Der Krypto Tagesrückblick am 12.02.2018

Hashflare News

Liebe Leser, wie an jedem Dienstag, hier unser Krypto Tagesrückblick für euch zusammengefasst:

Krypto-Handel im Thailand offiziell verboten

Die thailändische Regierung verbot den eigenen Landesbanken den Handel mit Kryptowährungen. Das impliziert auch den Umtausch von Kryptowährungen in Fiatgeld oder etwa die Nutzung einer Krypto-Kreditkarte. Die Gründe für das Verbot liegen im Problem der Geldwäsche, des Schwarzhandels und der Terrorfinanzierung. Die thailändische Regierung reiht sich mit dieser Entscheidung zwischen China und Südkorea ein. In den beiden asiatischen Ländern, wurden Kryptowährungen fast vollständig verboten. In China ist bisher noch der Peer-to-Peer-Handel mit Kryptowährungen erlaubt. Das könnte sich jedoch bald auch noch ändern.
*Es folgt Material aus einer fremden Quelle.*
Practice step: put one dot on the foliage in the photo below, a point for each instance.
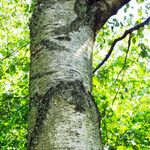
(14, 70)
(122, 90)
(122, 100)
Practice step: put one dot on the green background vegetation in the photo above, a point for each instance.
(122, 98)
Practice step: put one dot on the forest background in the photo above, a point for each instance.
(120, 86)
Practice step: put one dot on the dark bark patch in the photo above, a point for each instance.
(63, 38)
(42, 102)
(51, 45)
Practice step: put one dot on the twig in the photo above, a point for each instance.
(125, 61)
(15, 51)
(119, 39)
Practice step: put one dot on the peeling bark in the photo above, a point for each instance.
(62, 113)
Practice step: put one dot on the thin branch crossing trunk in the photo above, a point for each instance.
(62, 113)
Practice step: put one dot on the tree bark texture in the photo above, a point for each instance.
(62, 114)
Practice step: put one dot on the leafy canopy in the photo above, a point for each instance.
(122, 97)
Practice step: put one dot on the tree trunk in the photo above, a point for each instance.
(62, 113)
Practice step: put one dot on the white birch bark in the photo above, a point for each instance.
(62, 114)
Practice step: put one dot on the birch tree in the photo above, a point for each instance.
(63, 114)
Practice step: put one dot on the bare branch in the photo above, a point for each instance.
(15, 51)
(125, 61)
(119, 39)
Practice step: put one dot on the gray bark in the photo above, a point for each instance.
(62, 113)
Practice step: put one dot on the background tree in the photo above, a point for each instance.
(124, 127)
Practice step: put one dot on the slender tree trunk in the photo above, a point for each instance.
(62, 113)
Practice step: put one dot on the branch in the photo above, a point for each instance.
(125, 61)
(119, 39)
(15, 51)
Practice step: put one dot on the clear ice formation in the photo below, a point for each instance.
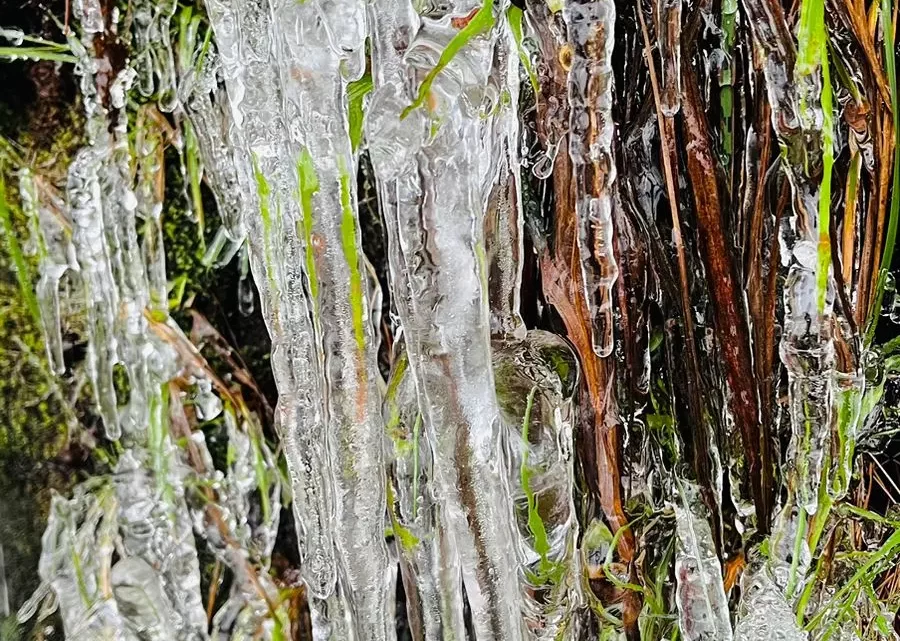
(435, 221)
(699, 593)
(288, 67)
(802, 120)
(763, 613)
(466, 455)
(52, 232)
(591, 26)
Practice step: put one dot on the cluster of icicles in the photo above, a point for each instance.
(465, 455)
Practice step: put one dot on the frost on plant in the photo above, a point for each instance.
(470, 320)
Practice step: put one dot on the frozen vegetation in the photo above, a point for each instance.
(573, 311)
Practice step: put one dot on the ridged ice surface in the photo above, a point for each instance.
(483, 478)
(436, 256)
(763, 614)
(591, 27)
(699, 592)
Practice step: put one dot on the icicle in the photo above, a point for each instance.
(848, 390)
(56, 255)
(76, 555)
(668, 36)
(445, 317)
(155, 58)
(212, 123)
(156, 525)
(429, 567)
(149, 181)
(83, 192)
(319, 49)
(242, 537)
(591, 26)
(536, 381)
(270, 216)
(139, 596)
(246, 299)
(700, 595)
(763, 614)
(503, 232)
(801, 98)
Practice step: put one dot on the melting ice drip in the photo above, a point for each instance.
(477, 411)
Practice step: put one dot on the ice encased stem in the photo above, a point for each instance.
(437, 256)
(699, 593)
(591, 27)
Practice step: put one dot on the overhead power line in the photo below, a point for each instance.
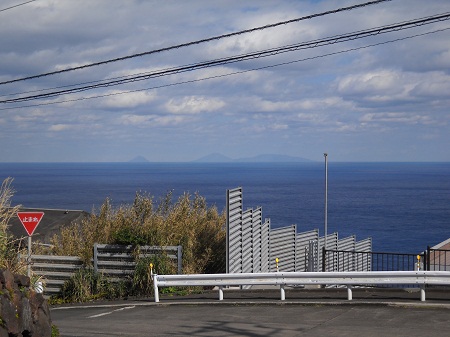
(218, 37)
(228, 74)
(11, 7)
(240, 58)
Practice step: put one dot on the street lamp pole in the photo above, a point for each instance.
(326, 198)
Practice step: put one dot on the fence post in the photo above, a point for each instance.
(180, 259)
(95, 258)
(323, 258)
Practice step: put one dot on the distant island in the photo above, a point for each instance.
(138, 159)
(220, 158)
(262, 158)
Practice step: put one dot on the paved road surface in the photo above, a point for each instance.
(247, 316)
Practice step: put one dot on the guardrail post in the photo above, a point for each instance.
(323, 259)
(95, 258)
(422, 293)
(220, 293)
(155, 287)
(180, 259)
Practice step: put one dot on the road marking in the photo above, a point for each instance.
(110, 312)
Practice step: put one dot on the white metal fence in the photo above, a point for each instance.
(421, 279)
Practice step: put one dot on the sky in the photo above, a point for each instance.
(377, 98)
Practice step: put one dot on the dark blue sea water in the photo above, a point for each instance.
(403, 207)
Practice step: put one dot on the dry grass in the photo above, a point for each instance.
(9, 248)
(188, 222)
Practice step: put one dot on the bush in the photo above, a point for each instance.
(188, 222)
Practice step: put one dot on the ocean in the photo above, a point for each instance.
(403, 207)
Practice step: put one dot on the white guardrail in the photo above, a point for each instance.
(282, 279)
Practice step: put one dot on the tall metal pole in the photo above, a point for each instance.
(326, 198)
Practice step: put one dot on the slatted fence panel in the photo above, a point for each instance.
(234, 230)
(282, 246)
(303, 253)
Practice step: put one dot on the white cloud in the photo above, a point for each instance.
(59, 127)
(400, 89)
(128, 100)
(194, 105)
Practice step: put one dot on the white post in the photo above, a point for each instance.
(155, 287)
(349, 293)
(422, 293)
(326, 199)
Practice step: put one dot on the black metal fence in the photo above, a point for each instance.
(438, 259)
(342, 260)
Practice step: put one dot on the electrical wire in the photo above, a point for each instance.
(11, 7)
(239, 58)
(225, 75)
(198, 41)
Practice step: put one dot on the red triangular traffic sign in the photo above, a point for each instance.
(30, 220)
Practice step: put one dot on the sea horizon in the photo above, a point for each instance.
(402, 206)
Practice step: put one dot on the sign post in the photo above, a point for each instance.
(30, 220)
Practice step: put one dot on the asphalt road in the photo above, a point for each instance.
(391, 315)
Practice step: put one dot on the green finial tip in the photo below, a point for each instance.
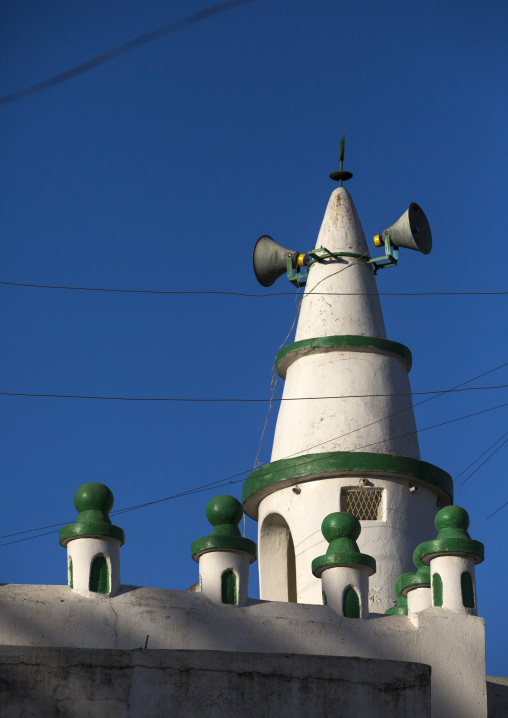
(342, 147)
(224, 513)
(94, 497)
(224, 510)
(340, 525)
(93, 501)
(341, 176)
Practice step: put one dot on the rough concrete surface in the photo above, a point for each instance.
(451, 643)
(88, 683)
(497, 696)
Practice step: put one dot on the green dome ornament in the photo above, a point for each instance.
(94, 502)
(341, 530)
(224, 513)
(453, 538)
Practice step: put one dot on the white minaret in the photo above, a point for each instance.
(356, 452)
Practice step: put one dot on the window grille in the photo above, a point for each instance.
(365, 504)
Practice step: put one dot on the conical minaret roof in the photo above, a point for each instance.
(345, 438)
(341, 351)
(321, 315)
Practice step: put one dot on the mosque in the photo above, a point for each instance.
(368, 600)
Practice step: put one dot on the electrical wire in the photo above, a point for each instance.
(219, 484)
(259, 296)
(229, 480)
(256, 401)
(488, 517)
(122, 49)
(483, 462)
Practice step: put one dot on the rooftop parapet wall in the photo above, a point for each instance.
(206, 683)
(452, 644)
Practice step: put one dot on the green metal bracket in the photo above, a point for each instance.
(318, 254)
(389, 259)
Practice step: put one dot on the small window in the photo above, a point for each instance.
(228, 587)
(437, 590)
(99, 575)
(365, 504)
(466, 584)
(351, 603)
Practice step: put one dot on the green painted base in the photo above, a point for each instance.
(79, 530)
(223, 543)
(294, 351)
(451, 547)
(351, 560)
(287, 472)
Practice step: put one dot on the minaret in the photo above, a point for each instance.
(356, 451)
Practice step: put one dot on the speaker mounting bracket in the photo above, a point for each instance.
(390, 257)
(318, 254)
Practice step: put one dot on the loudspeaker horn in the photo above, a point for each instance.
(412, 230)
(269, 260)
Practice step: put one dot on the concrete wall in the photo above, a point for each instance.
(452, 644)
(84, 683)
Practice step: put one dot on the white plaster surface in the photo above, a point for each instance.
(450, 569)
(321, 315)
(451, 643)
(212, 565)
(418, 599)
(88, 683)
(379, 424)
(82, 551)
(408, 520)
(336, 579)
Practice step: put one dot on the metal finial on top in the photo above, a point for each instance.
(341, 176)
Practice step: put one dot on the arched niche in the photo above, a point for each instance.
(277, 571)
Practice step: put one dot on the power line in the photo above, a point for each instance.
(488, 517)
(243, 400)
(123, 49)
(220, 482)
(228, 480)
(245, 294)
(483, 462)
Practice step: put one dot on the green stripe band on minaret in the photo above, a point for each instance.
(309, 467)
(291, 352)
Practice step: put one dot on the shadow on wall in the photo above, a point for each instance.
(278, 575)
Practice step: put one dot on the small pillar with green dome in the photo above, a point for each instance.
(415, 587)
(452, 557)
(224, 556)
(93, 543)
(343, 570)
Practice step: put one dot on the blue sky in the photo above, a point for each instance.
(159, 170)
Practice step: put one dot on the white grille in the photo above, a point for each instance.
(365, 504)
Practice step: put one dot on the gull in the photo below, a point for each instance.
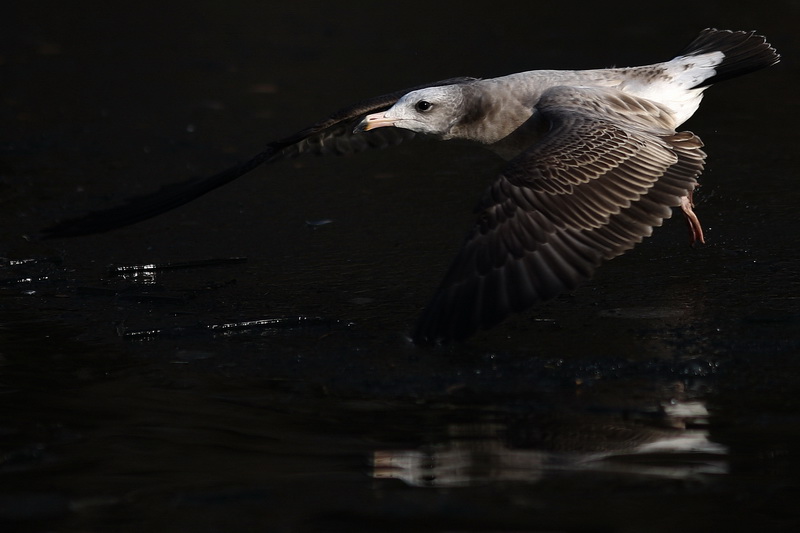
(594, 162)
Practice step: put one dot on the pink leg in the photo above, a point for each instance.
(695, 229)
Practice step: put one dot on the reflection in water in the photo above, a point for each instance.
(483, 453)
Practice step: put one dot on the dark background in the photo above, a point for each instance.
(125, 405)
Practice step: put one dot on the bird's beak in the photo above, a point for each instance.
(375, 120)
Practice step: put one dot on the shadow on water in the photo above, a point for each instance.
(240, 365)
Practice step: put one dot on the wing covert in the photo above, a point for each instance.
(590, 189)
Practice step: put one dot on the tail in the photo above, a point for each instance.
(730, 53)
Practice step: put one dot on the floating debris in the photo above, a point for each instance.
(121, 270)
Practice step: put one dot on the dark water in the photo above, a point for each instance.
(272, 388)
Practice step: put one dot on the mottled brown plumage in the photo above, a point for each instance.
(595, 161)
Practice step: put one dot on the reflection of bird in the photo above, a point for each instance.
(594, 163)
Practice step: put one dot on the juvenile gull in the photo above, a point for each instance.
(594, 162)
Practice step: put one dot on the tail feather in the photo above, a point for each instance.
(743, 52)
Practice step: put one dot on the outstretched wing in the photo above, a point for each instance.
(333, 135)
(609, 169)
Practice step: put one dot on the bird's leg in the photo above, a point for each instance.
(695, 229)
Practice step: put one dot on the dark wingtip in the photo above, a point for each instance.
(745, 52)
(148, 206)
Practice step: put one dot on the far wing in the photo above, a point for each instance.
(609, 169)
(333, 135)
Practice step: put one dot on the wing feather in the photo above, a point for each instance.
(609, 169)
(333, 135)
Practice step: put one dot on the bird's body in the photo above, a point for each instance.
(594, 163)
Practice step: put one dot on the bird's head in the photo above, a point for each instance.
(433, 111)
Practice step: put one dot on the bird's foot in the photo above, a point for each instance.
(695, 229)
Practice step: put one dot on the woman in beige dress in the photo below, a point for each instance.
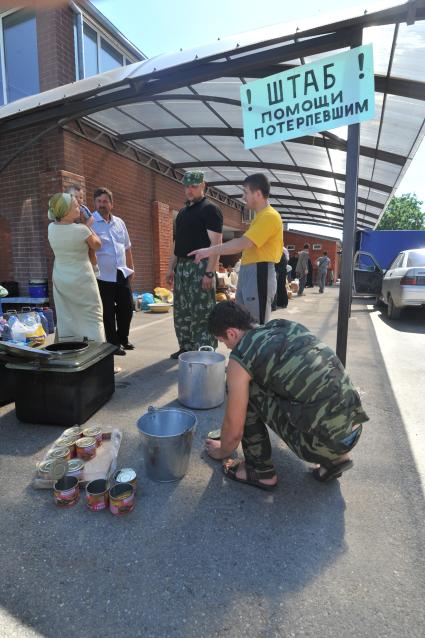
(75, 290)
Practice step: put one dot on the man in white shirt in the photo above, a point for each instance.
(115, 262)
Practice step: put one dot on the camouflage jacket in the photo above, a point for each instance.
(304, 375)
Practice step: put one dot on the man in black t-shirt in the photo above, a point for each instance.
(199, 224)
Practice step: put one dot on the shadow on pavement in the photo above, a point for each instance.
(206, 556)
(411, 320)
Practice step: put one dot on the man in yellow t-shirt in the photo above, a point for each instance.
(261, 246)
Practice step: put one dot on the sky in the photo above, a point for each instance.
(166, 26)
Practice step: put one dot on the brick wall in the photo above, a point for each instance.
(331, 246)
(22, 204)
(6, 250)
(143, 198)
(55, 39)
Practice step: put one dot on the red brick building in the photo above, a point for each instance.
(145, 197)
(295, 240)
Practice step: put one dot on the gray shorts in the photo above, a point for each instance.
(256, 289)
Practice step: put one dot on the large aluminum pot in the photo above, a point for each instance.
(201, 379)
(167, 436)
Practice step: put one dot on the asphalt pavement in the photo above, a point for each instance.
(207, 557)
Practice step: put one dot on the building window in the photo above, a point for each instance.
(110, 58)
(91, 62)
(99, 53)
(18, 56)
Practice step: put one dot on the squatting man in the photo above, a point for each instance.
(281, 376)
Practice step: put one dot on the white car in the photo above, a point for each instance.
(402, 285)
(404, 282)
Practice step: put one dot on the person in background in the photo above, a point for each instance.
(293, 263)
(323, 264)
(198, 224)
(116, 266)
(75, 292)
(309, 281)
(261, 246)
(282, 377)
(301, 269)
(281, 297)
(85, 214)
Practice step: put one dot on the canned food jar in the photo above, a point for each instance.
(97, 495)
(69, 442)
(126, 475)
(44, 469)
(94, 432)
(74, 431)
(86, 448)
(59, 452)
(121, 499)
(66, 491)
(76, 468)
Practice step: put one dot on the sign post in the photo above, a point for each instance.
(336, 91)
(333, 92)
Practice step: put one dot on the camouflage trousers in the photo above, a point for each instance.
(264, 409)
(192, 305)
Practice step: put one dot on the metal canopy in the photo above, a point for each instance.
(184, 109)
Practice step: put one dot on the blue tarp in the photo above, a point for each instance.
(384, 245)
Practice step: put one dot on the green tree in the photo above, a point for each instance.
(403, 213)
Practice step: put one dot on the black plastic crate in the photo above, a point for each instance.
(65, 391)
(7, 384)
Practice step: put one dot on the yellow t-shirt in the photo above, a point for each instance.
(266, 232)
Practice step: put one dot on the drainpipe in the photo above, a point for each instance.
(80, 40)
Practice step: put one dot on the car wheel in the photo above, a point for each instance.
(378, 303)
(392, 311)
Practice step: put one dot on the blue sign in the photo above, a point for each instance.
(333, 92)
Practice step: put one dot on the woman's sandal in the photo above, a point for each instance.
(333, 471)
(251, 476)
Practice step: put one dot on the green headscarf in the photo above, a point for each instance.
(193, 178)
(59, 205)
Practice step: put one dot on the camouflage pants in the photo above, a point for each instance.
(264, 409)
(192, 305)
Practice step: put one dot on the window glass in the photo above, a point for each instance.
(416, 259)
(397, 261)
(110, 58)
(366, 263)
(21, 57)
(1, 85)
(90, 51)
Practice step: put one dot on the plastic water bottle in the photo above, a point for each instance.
(43, 319)
(48, 313)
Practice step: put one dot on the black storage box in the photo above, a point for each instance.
(12, 288)
(65, 388)
(7, 382)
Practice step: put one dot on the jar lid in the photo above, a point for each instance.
(86, 441)
(75, 465)
(58, 469)
(125, 475)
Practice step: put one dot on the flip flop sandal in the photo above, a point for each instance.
(215, 435)
(251, 477)
(332, 471)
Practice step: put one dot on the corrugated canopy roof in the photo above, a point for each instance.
(185, 110)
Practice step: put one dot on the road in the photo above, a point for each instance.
(206, 557)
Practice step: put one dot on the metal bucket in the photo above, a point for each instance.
(201, 379)
(167, 441)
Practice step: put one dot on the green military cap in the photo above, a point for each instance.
(193, 178)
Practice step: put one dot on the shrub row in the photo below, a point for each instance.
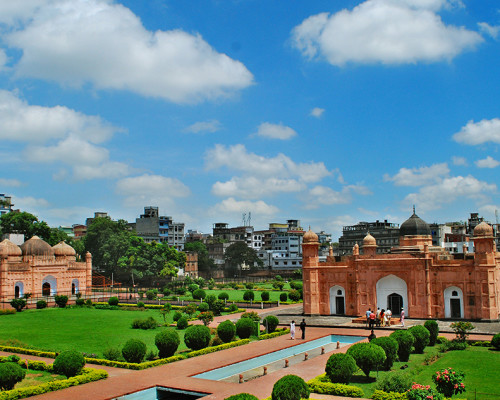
(321, 385)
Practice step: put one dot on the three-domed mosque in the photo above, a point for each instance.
(423, 280)
(41, 270)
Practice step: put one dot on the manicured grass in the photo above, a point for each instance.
(85, 329)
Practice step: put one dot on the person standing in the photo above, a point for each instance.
(303, 328)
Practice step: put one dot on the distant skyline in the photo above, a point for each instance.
(327, 112)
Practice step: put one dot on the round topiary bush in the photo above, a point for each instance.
(199, 294)
(421, 336)
(167, 341)
(134, 350)
(433, 329)
(10, 374)
(197, 337)
(69, 363)
(226, 331)
(113, 301)
(244, 328)
(405, 343)
(340, 367)
(182, 323)
(248, 295)
(271, 322)
(495, 341)
(390, 346)
(290, 387)
(367, 356)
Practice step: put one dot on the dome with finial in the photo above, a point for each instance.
(310, 237)
(483, 229)
(63, 249)
(7, 248)
(36, 247)
(414, 226)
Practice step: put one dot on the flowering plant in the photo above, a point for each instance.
(449, 382)
(422, 392)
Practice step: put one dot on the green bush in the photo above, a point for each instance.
(367, 356)
(10, 374)
(395, 382)
(226, 331)
(390, 347)
(69, 363)
(244, 328)
(223, 296)
(167, 341)
(41, 304)
(495, 341)
(405, 343)
(61, 300)
(248, 295)
(290, 387)
(134, 351)
(197, 337)
(433, 329)
(199, 294)
(112, 354)
(182, 323)
(340, 367)
(421, 336)
(271, 322)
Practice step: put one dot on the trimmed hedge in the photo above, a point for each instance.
(322, 385)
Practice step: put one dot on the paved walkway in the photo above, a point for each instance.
(179, 375)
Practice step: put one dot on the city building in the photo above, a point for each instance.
(425, 281)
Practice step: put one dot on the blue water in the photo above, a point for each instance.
(237, 368)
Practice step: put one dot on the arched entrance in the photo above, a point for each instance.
(392, 294)
(453, 302)
(337, 300)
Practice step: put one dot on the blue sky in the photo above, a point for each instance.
(331, 112)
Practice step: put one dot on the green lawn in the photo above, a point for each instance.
(84, 329)
(481, 367)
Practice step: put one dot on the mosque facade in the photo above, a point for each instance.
(423, 280)
(41, 270)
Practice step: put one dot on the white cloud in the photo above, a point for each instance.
(237, 158)
(419, 176)
(98, 41)
(275, 131)
(447, 191)
(317, 112)
(20, 121)
(459, 161)
(204, 126)
(383, 31)
(151, 190)
(489, 29)
(487, 162)
(475, 133)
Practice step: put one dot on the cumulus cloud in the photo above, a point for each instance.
(275, 131)
(418, 176)
(317, 112)
(475, 133)
(204, 126)
(449, 190)
(20, 121)
(488, 162)
(383, 31)
(60, 40)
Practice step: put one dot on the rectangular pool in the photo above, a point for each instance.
(260, 361)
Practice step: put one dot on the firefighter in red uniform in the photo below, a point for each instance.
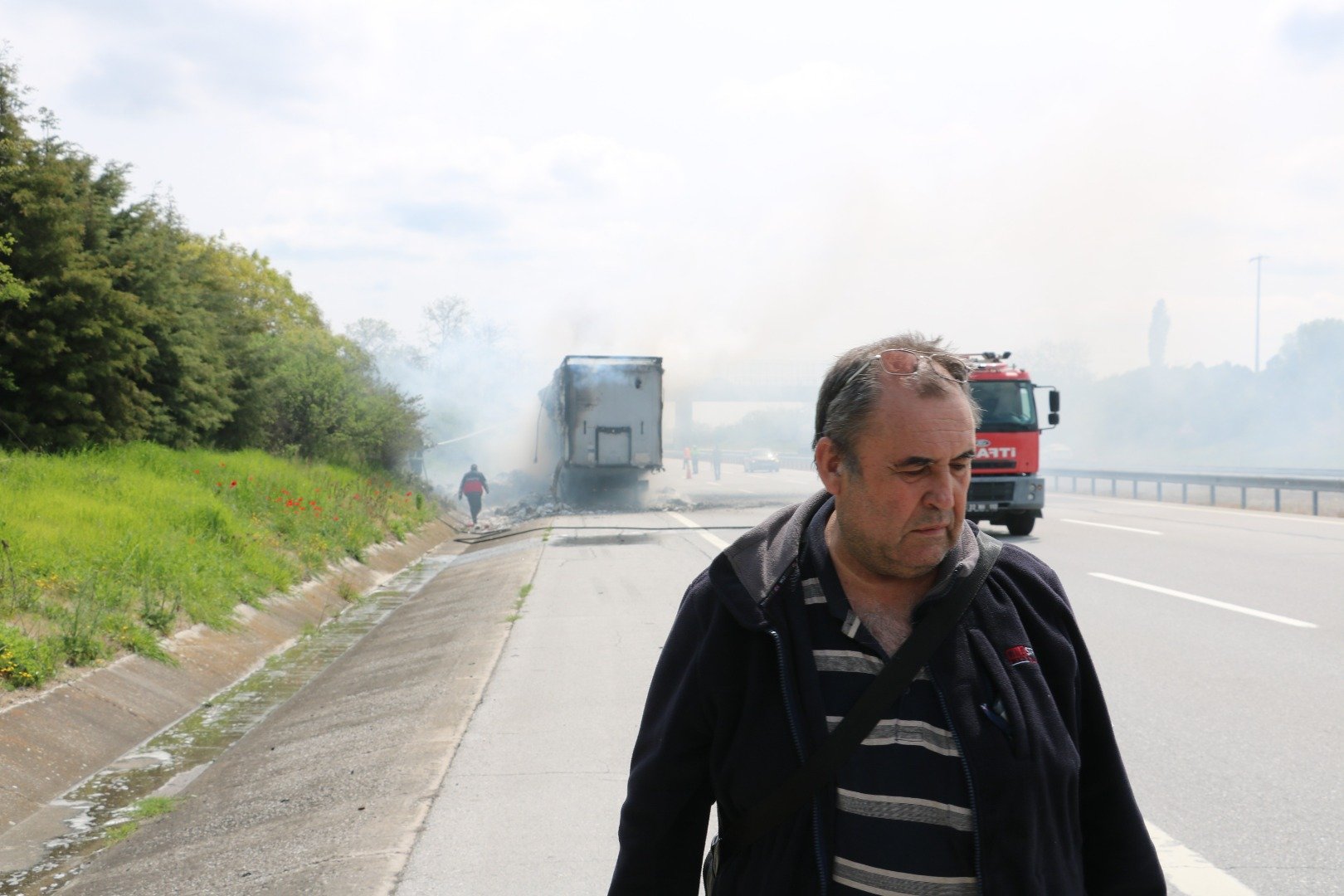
(474, 485)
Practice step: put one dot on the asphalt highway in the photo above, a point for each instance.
(1216, 635)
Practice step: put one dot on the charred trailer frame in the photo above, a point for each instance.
(606, 421)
Island erwägt Steuern für Mining

Smari McCarty, eine isländische Abgeordnete von der Piratenpartei, die Partei verfügt über sechs von 63 Sitzen, ist der Meinung, dass die Cloudmining-Anbieter in Island, welche von arktischen Winden und der thermalen Wärme profitieren, eine Steuer für die Erzeugung von Kryptowährungen zahlen sollten. Ein lokaler Stromanbieter soll von einem Mining-Anbieter die Anfage nach 18 Megawatt erhalten haben. McCarty ist der Meinung, dass es zukünftig in einen höheren zweistelligen oder gar in einen dreistelligen Bereich, in Megawatt, gehen wird. Das ist eine Menge an Strom, die nur für das Mining nicht mehr unbedingt zu rechtfertigen ist. Sollte die Steuer kommen, könnten die Kosten auf die Kunden der Anbieter abgewälzt werden.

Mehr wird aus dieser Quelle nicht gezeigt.